Discovery of drug–omics associations in type 2 diabetes with generative deep-learning models
The application of multiple omics technologies in biomedical cohorts has the potential to reveal patient-level disease characteristics and individualized response to treatment. However, the scale and heterogeneous nature of multi-modal data makes integration and inference a non-trivial task. We developed a deep-learning-based framework, multi-omics variational autoencoders (MOVE), to integrate such data and applied it to a cohort of 789 people with newly diagnosed type 2 diabetes with deep multi-omics phenotyping from the DIRECT consortium. Using in silico perturbations, we identified drug–omics associations across the multi-modal datasets for the 20 most prevalent drugs given to people with type 2 diabetes with substantially higher sensitivity than univariate statistical tests.

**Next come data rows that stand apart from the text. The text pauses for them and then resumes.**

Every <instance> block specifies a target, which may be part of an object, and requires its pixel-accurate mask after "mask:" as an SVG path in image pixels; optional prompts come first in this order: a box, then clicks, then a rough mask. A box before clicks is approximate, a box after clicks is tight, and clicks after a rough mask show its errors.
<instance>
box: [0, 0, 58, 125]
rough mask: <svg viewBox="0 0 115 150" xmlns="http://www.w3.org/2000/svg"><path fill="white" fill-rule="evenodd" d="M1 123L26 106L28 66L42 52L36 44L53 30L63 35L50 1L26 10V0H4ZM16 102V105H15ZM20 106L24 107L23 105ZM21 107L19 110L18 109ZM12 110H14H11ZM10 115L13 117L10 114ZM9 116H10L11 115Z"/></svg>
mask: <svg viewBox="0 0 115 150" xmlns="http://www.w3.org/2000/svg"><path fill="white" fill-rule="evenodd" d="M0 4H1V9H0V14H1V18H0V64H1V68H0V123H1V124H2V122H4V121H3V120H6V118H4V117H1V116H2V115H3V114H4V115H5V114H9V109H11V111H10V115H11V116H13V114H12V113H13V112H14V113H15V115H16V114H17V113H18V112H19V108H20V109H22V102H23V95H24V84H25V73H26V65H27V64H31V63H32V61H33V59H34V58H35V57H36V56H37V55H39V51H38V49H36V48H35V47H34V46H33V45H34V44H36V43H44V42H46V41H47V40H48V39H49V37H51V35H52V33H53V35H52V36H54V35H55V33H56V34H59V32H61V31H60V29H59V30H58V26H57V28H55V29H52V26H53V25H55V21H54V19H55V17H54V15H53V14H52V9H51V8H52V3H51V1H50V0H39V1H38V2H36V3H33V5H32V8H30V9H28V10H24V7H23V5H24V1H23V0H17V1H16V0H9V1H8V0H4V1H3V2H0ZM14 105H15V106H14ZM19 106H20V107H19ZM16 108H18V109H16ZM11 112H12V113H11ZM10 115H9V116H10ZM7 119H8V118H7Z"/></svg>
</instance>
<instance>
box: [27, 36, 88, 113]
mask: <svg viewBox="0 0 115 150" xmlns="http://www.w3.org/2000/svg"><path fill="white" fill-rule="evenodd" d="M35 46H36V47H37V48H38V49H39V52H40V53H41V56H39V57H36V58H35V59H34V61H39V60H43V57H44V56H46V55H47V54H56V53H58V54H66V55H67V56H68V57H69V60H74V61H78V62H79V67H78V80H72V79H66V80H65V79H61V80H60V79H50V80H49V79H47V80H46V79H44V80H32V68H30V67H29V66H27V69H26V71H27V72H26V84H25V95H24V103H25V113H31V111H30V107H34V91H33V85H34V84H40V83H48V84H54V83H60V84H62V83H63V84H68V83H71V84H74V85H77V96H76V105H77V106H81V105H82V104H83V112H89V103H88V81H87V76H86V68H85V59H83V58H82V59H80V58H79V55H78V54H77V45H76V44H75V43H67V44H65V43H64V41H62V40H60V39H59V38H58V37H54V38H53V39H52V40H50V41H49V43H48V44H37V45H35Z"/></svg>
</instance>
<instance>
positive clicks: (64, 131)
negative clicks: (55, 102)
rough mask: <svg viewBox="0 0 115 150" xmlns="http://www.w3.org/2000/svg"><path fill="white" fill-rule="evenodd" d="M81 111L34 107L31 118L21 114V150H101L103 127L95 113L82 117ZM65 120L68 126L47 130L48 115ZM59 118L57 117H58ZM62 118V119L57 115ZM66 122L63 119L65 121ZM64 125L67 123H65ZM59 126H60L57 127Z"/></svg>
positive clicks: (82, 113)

From these, we among others, identified novel associations between metformin and the gut microbiota as well as opposite molecular responses for the two statins, simvastatin and atorvastatin. We used the associations to quantify drug–drug similarities, assess the degree of polypharmacy and conclude that drug effects are distributed across the multi-omics modalities. Clinical multi-omics data are integrated and analyzed using a generative deep-learning model.